Developing the Concept

Students will remember concepts more readily when they are connected to other concepts. The GCF and LCM are the underlying concepts for finding equivalent fractions and adding and subtracting fractions, which students will do later.

**Materials:** paper and pencil

**Preparation:** none

**Prerequisite Skills and Background:** Students should know what prime and composite numbers are and how to find the prime factorization of a number. Students should also have a fundamental understanding of fractions.

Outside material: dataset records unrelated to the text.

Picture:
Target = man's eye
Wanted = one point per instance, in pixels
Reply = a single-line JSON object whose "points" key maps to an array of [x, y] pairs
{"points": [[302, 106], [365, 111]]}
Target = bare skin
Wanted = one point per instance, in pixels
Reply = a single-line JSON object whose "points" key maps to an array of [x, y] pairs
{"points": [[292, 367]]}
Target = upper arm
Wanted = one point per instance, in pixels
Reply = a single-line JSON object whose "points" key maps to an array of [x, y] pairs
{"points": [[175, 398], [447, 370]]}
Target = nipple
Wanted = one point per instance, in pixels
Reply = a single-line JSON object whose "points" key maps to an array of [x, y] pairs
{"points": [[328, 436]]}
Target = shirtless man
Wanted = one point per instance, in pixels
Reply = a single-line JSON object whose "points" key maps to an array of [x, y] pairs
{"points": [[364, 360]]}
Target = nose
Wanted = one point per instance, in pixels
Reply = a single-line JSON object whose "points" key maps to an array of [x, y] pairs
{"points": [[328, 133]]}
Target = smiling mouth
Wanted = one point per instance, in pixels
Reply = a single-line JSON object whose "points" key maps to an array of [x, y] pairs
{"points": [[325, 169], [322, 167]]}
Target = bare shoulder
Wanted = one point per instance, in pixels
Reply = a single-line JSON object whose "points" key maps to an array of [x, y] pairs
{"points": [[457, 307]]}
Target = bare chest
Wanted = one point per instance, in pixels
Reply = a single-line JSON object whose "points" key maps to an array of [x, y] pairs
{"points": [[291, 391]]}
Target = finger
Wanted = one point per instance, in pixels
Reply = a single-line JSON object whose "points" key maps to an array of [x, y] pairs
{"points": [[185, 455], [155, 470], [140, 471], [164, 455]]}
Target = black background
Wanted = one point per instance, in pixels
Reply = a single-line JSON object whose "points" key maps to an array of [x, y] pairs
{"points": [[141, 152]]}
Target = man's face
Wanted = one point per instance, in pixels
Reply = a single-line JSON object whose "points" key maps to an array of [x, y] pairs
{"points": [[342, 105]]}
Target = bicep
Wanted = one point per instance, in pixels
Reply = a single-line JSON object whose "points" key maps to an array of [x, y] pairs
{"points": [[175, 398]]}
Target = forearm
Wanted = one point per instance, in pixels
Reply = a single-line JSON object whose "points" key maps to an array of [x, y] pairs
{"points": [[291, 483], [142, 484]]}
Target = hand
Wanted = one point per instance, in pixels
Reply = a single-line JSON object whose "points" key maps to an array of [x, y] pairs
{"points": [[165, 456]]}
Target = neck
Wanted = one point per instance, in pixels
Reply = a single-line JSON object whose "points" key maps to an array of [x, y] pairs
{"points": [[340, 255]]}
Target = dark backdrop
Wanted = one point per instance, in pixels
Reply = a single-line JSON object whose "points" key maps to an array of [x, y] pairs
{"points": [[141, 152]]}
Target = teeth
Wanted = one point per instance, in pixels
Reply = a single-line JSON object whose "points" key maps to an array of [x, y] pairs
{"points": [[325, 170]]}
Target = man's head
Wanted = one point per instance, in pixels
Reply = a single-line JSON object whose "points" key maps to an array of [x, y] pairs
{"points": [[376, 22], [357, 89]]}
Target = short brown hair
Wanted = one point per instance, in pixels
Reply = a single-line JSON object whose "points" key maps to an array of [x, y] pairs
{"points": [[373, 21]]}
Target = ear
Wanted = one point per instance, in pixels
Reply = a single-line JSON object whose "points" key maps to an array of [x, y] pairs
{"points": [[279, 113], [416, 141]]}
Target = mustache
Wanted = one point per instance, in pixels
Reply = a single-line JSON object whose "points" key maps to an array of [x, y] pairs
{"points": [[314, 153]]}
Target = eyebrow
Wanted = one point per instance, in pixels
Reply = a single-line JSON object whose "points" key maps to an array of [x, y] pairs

**Wrap-Up and Assessment Hints**

An excellent way to deepen your students' understanding of the LCM is to create an open-ended request, such as “Find three pairs of numbers whose LCM is 20.” There are many solutions to this problem including the following: 1 and 20, 4 and 5, 10 and 4, and 20 and 5. In order for students to find solutions to the problem, they will have to be sure that at most one factor of 5 appears in one of the numbers and that 4 is a factor of one of the numbers, since 20 = 2² x 5.

Similarly, to deepen your students' understanding of the GCF, create an open-ended request, such as “Find three pairs of numbers whose GCF is 12.” Once again, there are many solutions to this problem, including the following: 12 and 36, 36 and 24, and 36 and 60. Students should realize that all the number pairs are multiples of the GCF (12) but have no other common factor.